Le port de l’APN, considéré comme l’un des derniers maillons fonctionnels de l’économie haïtienne, reste un point névralgique pour l’entrée des marchandises essentielles. C’est dans cette optique que la MMSS entend y établir une base fixe, en partenariat avec la Police Nationale d’Haïti (PNH) et le Programme des Nations Unies pour le Développement (PNUD). D’autres infrastructures sensibles — telles que l’aéroport international, des hôpitaux ou certaines écoles — devraient également faire l’objet d’efforts de sécurisation similaires.
Cependant, la situation sur le terrain reste critique. De larges portions de la capitale échappent toujours au contrôle des autorités, et les attaques armées se poursuivent, forçant des milliers de familles à l’exil.
Malgré la présence d’unités spécialisées au sein de la PNH, leurs capacités restent limitées. Avec moins d’un policier pour 1 000 habitants, la couverture sécuritaire demeure largement insuffisante, d’autant plus que de nombreux postes sont désertés ou sous-utilisés.
Selon plusieurs sources, seuls les policiers kenyans de la MMSS sont actuellement déployés sur les lignes de front.
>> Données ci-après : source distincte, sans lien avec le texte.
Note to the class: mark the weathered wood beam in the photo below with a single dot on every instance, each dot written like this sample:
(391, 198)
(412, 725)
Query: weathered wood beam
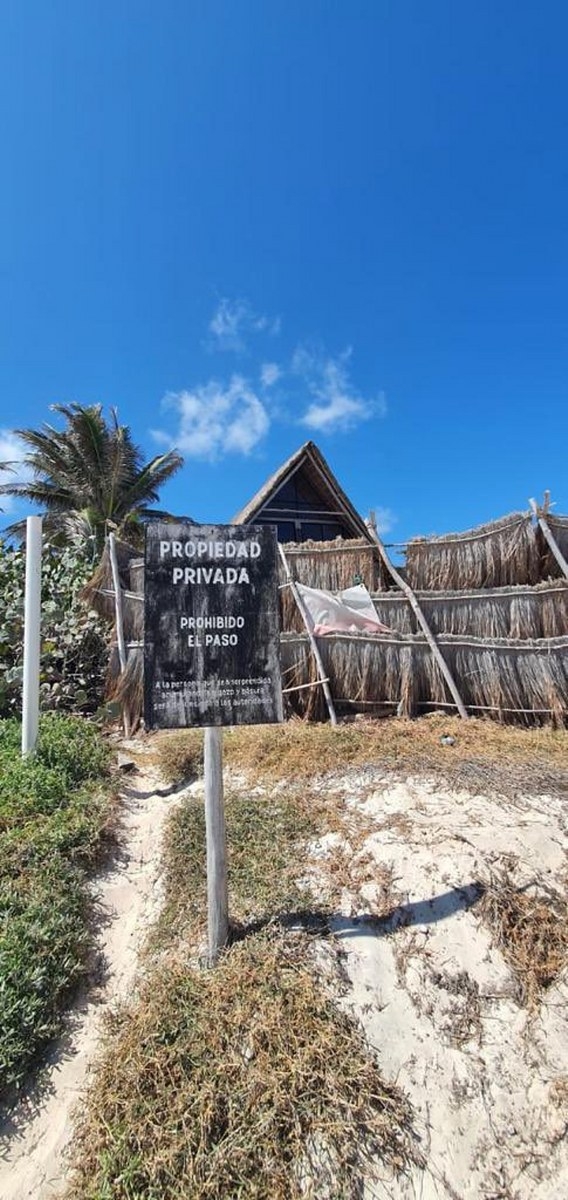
(548, 533)
(422, 621)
Certains d’entre eux, interrogés sous couvert d’anonymat par l’agence de presse espagnole EFE, ont fait état de conditions de travail extrêmement précaires : manque de coordination avec les forces locales, absence de soutien logistique adéquat et insécurité ambiante constante. De leur côté, des représentants syndicaux de la PNH dénoncent depuis plusieurs mois l’abandon des unités engagées dans les opérations à haut risque, ainsi qu’un déficit alarmant de ressources de base — allant des gilets pare-balles aux véhicules blindés mal adaptés aux réalités du terrain.
Si le déploiement de la MMSS a été salué comme une réponse internationale face à la crise haïtienne, il reste encore très partiel. Le contingent kenyan, censé constituer l’ossature de cette mission, n’a pas atteint le seuil prévu, et sa montée en puissance est freinée par des obstacles logistiques, organisationnels et financiers.
Dans ce contexte, l’établissement d’une base opérationnelle au Port de l’APN représente un geste fort. Mais sans une coordination renforcée avec les autorités haïtiennes et sans reconquête des zones périphériques, cette mesure pourrait rester symbolique face à la dynamique expansive des groupes armés.